# SLP-Super 40's???



## GTOhmygod (Mar 9, 2006)

Im lookin to get one of these this week. Im just not sure which one. Im leaning toward the SLP's but I see alot of Goat owners got the Super 40's. 
Which one is louder?:confused


----------



## LYNMUP (Nov 26, 2005)

Even the SLP loudmouth II will be louder. The Flowmaster Super 40's will have a nice mellow tone and a bit of power increase. I did have a set on mine until I went with some 4" bullets. It sounds really good now. Only $125 installed. And isn't too loud on the road.


----------



## cammed06 (Dec 12, 2006)

Flowmasters have drone at highway speeds, h*** at most any speed. Loudmouth is loud. Magnaflow, loud wide open, not at idle, or a 80+ on the highway. No drone at all. Corsa is loud. If you want it to soud baddddd, no cats and loudmouth with big cam. Heard that setup, sounds like a monster.


----------



## marathonman (Jun 21, 2005)

my super 40's don't drone at all!


----------



## Habuzaki (Feb 13, 2006)

I'm partial to my Borla's, not loud at all until you want them to be...I can cruise without any (extra) attention drawn, but when I stab it, they growl.


----------



## Guest (Dec 18, 2006)

*exhaust*

I just had Magnaflow's Cat Back done on my 05 Goat,, sounds like a stocker at idle,,but is sounds really nice once rolling and mean when you jump on it


----------



## aintmisbehavinn (Feb 9, 2006)

LYNMUP said:


> Even the SLP loudmouth II will be louder. The Flowmaster Super 40's will have a nice mellow tone and a bit of power increase. I did have a set on mine until I went with some 4" bullets. It sounds really good now. Only $125 installed. And isn't too loud on the road.

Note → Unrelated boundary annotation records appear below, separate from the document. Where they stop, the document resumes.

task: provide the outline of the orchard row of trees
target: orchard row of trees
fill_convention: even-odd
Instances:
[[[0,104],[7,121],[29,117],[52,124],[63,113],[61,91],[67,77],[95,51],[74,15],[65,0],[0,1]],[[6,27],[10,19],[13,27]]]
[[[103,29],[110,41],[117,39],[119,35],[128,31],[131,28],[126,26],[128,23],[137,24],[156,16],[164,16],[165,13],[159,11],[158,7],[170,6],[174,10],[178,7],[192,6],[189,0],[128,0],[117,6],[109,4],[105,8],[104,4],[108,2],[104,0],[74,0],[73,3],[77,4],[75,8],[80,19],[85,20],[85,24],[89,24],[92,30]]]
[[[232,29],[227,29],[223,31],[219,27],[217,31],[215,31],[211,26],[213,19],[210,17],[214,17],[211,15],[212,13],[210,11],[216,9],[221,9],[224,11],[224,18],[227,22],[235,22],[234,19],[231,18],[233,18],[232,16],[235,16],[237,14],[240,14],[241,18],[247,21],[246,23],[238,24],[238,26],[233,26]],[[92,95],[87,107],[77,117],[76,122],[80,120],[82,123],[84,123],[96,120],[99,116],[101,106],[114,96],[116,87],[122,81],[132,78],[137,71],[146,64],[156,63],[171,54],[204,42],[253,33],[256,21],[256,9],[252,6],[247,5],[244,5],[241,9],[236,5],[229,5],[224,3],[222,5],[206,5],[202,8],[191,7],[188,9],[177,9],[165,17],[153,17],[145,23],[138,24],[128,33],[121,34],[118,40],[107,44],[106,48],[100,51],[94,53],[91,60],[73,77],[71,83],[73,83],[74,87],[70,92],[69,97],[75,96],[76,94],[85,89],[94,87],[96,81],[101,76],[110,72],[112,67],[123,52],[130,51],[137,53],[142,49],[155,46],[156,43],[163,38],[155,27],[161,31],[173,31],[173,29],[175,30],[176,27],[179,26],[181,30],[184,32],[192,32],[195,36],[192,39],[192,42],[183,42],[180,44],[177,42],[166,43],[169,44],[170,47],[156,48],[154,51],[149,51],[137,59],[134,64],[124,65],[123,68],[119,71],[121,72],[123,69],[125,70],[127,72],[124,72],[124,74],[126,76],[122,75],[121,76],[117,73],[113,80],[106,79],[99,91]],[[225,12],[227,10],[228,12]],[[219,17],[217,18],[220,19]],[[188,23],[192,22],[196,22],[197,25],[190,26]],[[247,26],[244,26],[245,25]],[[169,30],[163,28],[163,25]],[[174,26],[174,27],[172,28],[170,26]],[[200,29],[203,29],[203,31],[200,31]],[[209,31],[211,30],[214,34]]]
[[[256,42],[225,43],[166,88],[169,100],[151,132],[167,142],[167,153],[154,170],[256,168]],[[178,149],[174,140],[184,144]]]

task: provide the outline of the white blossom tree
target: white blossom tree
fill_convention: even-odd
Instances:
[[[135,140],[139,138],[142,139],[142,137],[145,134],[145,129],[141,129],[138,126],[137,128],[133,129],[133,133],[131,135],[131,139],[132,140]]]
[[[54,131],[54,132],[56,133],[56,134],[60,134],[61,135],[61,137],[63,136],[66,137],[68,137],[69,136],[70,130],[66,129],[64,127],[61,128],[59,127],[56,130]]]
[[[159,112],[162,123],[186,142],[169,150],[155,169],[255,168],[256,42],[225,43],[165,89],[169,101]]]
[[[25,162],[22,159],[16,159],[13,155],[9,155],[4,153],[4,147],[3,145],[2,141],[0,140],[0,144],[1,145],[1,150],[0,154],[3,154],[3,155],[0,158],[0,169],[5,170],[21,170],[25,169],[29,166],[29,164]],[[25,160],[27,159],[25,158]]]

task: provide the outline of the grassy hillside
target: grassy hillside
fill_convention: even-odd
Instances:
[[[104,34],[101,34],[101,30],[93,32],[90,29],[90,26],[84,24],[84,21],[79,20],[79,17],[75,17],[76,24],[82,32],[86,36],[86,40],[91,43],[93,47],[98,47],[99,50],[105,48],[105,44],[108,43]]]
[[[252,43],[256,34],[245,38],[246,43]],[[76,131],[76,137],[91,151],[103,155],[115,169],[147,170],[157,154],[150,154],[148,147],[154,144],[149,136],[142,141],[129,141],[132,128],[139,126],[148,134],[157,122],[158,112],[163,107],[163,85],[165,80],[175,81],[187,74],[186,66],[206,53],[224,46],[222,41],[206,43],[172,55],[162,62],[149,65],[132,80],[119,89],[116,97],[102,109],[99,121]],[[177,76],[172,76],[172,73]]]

Bullets, what are bullets? Never heard of them, sounds like what I need. I was looking at sweet thunders (?) but notice they may interupt flow.:confused


----------



## GTOhmygod (Mar 9, 2006)

Well thanks for the little info i got. I dident ask about magna or borla but thanks for that anyway. Im going with SLP. I like the mean sound when it is at idle...:cool


----------